US TV networks stare at hazy future
If affluent viewers were to switch to streaming, advertisers might have a rethink
If upscale audiences ditch linear for subscription on demand, advertisers may decide TV is no longer a viable way to reach them, leaving network TV to go for the Walmart demo.
If there’s one thing that stood out about ratings in 2015, it’s not the numbers themselves - once again, they were lower! - but how the networks started reacting to them. Execs have been yammering on for a few years now about how overnight ratings were irrelevant.
Most of the time, however, delayed viewing didn’t make a decisive difference in delaying death. NBC kept Parenthood and Hannibal alive because its drama cupboard was bare before Dick Wolf filled it with his Chicago trilogy; Nashville survives because Shonda Rhimes can’t produce everything.
Now, however, there’s been an awakening in the executive suites. With more and more broadcast and cable series experiencing sharp yearto-year declines even with delayed viewing, and with so many new ones not even getting audiences to show up for premiere night, programmers seem to have come to a collective realisation that they can’t keep cancelling series simply because the shows don’t live up to predetermined ratings expectations.
Empire ’s incredible spring run may have demonstrated that networks can still produce out-of-the-box hits, but network executives know that such success is now exceedingly rare. So while big misfires (The Bastard Executioner, Wicked City) can still get a swift axe, a series that demonstrates even the slightest bit of creative spark stands a chance of holding on at least a little while longer.
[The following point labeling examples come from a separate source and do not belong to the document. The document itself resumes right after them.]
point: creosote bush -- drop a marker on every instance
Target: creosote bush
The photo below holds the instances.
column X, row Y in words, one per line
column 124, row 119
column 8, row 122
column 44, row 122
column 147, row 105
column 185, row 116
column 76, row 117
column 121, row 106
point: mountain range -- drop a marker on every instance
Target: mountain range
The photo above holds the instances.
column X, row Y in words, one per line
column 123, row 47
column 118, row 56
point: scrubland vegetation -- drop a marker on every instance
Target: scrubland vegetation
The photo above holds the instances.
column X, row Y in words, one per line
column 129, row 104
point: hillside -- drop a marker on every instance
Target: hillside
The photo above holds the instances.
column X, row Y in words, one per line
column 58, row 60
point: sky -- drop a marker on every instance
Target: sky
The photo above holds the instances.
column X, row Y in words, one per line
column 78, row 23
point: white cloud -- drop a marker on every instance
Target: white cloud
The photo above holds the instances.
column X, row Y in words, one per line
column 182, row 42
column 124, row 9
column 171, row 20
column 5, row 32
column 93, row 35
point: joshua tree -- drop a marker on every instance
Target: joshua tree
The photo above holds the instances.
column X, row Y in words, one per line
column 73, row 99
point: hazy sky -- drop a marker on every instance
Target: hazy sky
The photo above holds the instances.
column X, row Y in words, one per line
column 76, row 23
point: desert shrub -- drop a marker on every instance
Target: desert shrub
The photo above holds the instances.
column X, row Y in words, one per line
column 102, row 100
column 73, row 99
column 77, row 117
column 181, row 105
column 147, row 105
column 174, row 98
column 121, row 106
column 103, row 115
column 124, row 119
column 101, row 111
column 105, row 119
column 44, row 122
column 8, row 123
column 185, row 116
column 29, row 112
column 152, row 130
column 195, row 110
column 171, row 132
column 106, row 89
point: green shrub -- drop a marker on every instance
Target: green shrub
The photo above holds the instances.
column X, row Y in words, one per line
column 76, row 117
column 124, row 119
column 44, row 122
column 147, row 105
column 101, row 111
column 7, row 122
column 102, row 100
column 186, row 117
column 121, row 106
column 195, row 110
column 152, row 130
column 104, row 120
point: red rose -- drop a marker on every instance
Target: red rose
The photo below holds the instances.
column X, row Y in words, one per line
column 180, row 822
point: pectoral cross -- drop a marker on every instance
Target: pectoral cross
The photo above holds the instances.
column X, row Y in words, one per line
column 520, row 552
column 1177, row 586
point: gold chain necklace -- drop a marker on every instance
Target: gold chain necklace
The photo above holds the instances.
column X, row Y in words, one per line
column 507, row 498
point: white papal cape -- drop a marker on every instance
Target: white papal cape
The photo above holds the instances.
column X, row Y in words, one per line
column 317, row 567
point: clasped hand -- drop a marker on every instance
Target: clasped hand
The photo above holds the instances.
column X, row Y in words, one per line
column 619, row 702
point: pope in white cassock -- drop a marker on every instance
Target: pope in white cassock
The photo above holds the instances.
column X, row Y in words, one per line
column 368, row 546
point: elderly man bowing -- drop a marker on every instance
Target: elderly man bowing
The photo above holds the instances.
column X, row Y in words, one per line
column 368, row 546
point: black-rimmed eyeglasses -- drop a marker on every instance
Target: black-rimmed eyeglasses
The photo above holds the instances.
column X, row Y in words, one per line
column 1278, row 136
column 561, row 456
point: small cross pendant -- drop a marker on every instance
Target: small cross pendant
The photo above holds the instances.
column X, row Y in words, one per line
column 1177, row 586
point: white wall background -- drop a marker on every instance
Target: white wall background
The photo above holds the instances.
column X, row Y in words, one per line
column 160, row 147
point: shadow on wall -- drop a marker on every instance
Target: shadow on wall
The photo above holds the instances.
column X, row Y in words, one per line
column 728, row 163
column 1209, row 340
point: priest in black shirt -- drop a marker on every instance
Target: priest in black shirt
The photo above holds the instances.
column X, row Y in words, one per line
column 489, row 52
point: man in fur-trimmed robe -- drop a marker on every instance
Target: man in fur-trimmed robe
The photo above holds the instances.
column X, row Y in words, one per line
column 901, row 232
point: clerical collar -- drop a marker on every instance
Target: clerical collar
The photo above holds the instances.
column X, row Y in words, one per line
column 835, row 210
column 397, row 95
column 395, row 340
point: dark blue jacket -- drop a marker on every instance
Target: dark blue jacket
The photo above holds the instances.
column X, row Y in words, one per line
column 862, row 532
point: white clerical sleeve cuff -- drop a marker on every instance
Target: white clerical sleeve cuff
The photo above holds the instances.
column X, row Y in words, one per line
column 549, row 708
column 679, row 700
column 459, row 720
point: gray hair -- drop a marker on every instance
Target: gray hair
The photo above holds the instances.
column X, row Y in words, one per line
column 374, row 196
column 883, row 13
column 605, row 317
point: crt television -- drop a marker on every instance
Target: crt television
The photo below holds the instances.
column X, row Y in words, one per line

But this isn’t just about networks being more patient. The once-straight line between ratings performance (delayed or otherwise) and long-term viability has grown ever fuzzier, or even non-existent.
Non-linear startup parallel
In a way, this thinking mirrors the strategy of the non-linear startups like Netflix and Amazon. Streaming services are clearly spending more than they’re taking in.
Smart broadcast and cable outlets might need to make similar (if smaller) investments if they’re going to stay relevant.
If upscale audiences ditch linear for subscription on demand, advertisers may decide TV is no longer a viable way to reach them, leaving network TV (or even some cable networks) to go for the Walmart demo.